Check the current shell:

export ANTHROPIC_AUTH_TOKEN="sk-..."
export ANTHROPIC_BASE_URL="https://api.deepseek.com/anthropic"

Then run uv run agent-code ... in the same shell.

Using SOCKS proxy, but the 'socksio' package is not installed

Your shell has a SOCKS proxy set (e.g. ALL_PROXY=socks5://...). The Anthropic SDK's underlying httpx will auto-route through it, but SOCKS support isn't installed by default.

One-time fix:

uv add "httpx[socks]"

Why is the class still called AnthropicProvider

Because the provider adapts the Anthropic Messages API shape: tool_use, tool_result, input_schema. DeepSeek serves an Anthropic-compatible endpoint, and we just point the SDK's base_url at it. The default vendor today is DeepSeek, but the code is teaching the Anthropic protocol and the Agent Loop.

The model isn't calling tools

Make the prompt more explicit:

uv run agent-code "Don't answer directly. Call the system_date tool to get today's date, then answer."

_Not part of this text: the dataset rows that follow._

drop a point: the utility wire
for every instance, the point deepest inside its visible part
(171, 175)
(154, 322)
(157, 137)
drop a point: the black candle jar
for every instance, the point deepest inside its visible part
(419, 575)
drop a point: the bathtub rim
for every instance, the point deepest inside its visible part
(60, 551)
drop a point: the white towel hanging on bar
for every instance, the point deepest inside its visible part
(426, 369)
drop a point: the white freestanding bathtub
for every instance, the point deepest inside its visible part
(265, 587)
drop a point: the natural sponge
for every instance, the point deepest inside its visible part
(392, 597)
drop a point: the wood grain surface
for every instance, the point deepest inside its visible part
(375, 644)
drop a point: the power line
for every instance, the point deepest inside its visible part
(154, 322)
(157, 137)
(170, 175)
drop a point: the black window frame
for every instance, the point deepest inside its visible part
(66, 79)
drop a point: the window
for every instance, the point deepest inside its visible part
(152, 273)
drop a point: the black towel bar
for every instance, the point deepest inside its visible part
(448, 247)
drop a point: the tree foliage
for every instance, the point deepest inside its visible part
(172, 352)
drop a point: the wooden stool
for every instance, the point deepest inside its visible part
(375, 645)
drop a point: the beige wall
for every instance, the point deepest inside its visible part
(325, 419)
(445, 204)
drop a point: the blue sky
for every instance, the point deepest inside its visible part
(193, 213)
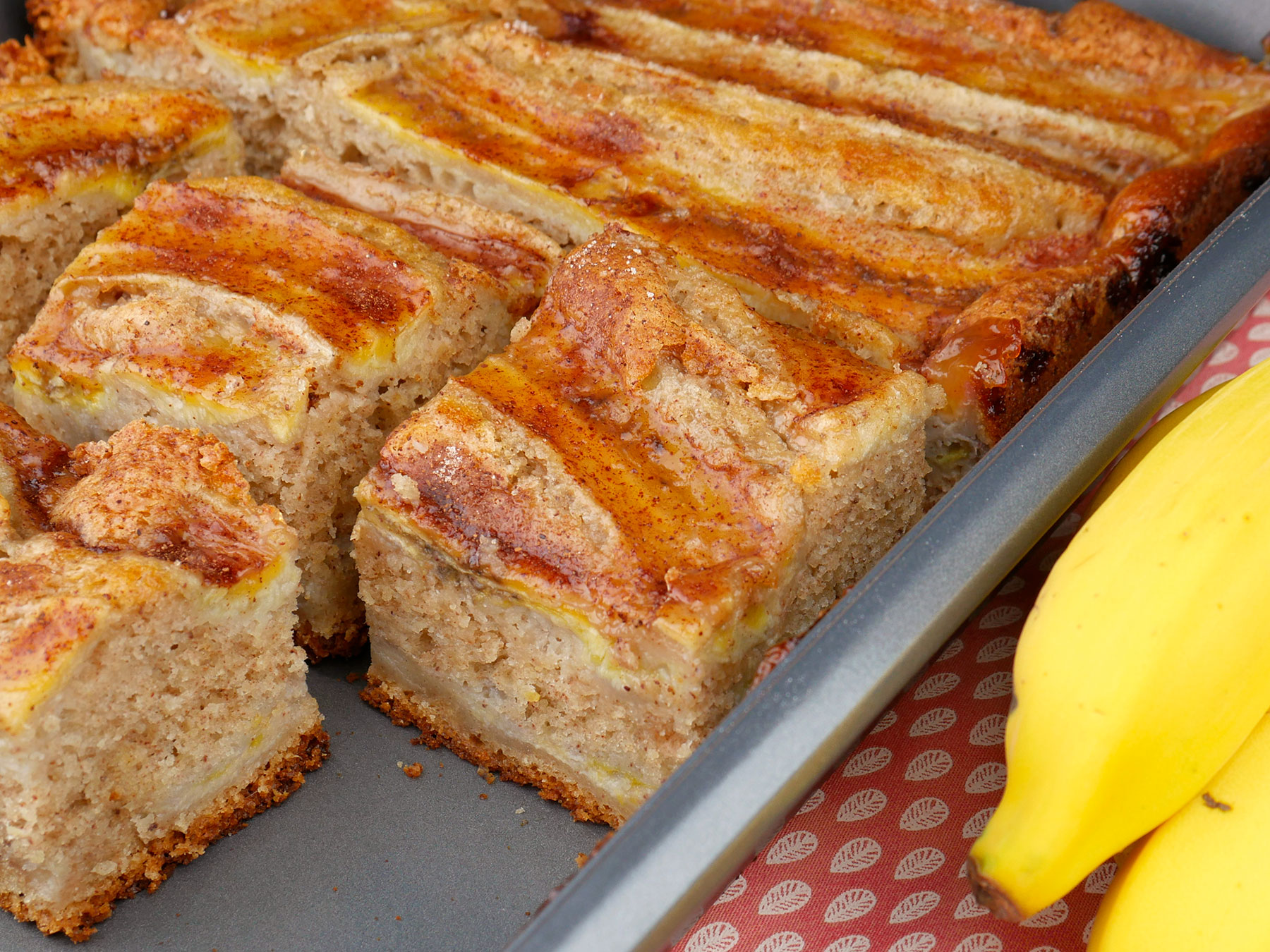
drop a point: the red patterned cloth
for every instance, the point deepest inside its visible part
(874, 861)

Tool calling is the model deciding from the tool descriptions whether to call. Early on, an explicit prompt validates the harness more reliably.

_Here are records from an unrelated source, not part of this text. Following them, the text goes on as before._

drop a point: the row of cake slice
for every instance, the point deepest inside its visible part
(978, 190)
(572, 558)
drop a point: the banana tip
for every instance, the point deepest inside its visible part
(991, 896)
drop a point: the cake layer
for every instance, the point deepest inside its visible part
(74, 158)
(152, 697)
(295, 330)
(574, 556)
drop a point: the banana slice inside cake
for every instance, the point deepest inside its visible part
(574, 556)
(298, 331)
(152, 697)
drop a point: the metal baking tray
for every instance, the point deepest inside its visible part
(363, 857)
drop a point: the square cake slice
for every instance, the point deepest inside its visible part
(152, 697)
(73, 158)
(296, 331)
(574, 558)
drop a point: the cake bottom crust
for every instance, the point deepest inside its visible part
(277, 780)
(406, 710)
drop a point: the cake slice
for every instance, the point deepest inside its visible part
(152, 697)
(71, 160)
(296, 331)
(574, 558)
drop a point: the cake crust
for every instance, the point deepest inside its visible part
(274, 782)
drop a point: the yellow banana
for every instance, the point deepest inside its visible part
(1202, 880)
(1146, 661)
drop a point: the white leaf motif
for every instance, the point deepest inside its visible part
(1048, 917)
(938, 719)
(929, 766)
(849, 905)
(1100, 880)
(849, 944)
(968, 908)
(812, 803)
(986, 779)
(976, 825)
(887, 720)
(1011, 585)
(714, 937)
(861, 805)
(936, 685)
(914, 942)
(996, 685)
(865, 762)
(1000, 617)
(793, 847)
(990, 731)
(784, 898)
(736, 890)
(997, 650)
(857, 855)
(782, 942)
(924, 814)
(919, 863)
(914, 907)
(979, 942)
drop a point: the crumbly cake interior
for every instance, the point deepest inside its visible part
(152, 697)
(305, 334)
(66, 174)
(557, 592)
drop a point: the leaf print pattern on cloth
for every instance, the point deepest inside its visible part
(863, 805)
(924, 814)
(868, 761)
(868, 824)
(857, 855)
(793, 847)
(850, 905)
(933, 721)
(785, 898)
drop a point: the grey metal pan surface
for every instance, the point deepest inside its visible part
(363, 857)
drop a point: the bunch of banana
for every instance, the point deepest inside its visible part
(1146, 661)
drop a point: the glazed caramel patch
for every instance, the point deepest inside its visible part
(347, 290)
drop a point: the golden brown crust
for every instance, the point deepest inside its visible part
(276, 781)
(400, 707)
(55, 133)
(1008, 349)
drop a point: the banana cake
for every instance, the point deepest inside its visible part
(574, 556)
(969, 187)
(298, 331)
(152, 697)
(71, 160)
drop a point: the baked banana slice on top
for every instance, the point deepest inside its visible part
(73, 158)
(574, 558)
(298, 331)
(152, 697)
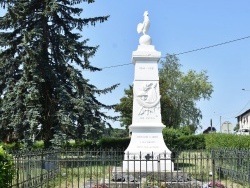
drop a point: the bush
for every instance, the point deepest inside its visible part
(115, 143)
(220, 140)
(6, 168)
(192, 142)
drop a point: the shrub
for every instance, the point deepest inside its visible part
(6, 168)
(220, 140)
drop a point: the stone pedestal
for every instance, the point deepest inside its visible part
(147, 150)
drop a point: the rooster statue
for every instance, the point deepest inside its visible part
(143, 27)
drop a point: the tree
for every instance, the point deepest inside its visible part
(179, 94)
(41, 66)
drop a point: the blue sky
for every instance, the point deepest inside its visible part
(178, 26)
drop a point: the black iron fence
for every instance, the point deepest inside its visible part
(104, 168)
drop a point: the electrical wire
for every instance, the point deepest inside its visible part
(189, 51)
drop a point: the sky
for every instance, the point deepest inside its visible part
(176, 27)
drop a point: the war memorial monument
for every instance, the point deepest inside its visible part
(147, 150)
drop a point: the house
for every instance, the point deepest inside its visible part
(244, 120)
(209, 130)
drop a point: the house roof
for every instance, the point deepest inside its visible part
(244, 113)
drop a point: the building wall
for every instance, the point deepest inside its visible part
(244, 121)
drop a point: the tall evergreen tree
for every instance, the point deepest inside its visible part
(41, 79)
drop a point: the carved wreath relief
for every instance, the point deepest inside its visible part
(148, 98)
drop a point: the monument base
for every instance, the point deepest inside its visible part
(147, 150)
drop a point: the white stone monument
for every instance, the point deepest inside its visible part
(147, 150)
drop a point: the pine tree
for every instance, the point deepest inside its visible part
(42, 59)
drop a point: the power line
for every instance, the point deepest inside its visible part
(189, 51)
(212, 46)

Why is tool_result a user message

It's the public Anthropic Messages API shape. The model returns assistant tool_use, the harness runs the tool, and the result goes back as a tool_result content block inside the next user message. Day 1's {"role": "tool"} was a mock-only shortcut; Day 2's real model demands the public Anthropic shape.

Challenges

Challenge 1: use python-dotenv to auto-load .env so you don't export both env vars every shell.
Challenge 2: add a --api-key-env option so users can pick which env var holds the API key.
Challenge 3: give system_date a timezone parameter to practice parameterized JSON schemas.
Challenge 4: rewrite complete() to stream, so the terminal shows text deltas live.

Thinking questions

A few open-ended questions. Try to answer each in one sentence before reading on.

What does the Anthropic Messages API tool_use / tool_result protocol look like? Why does tool_result have to live inside the next user message's content blocks rather than as a standalone tool role? (Hint: compare against Day 1's {"role": "tool"} mock shortcut.)
Why does AnthropicProvider.complete() preserve assistant_content verbatim instead of rebuilding {"type": "text"} / {"type": "tool_use"} from text and tool_calls? (Hint: the DeepSeek thinking-block 400 error.)
What is max_steps doing inside the Agent Loop? Remove it — what's the worst the model could do to you?
ModelProvider is a Protocol, not an ABC. What does that choice make agent.py's dependency on a concrete provider look like? When swapping vendors, what do you not have to change?

Tomorrow

Today the Agent talked to a real model for the first time, and we shaped messages with the Anthropic tool-call protocol. Tomorrow we expand tools from echo and system_date to your project files: read_file, list_files, glob, grep, and project_tree. That's when --cwd becomes a real filesystem boundary — the Agent starts being able to "see" your code.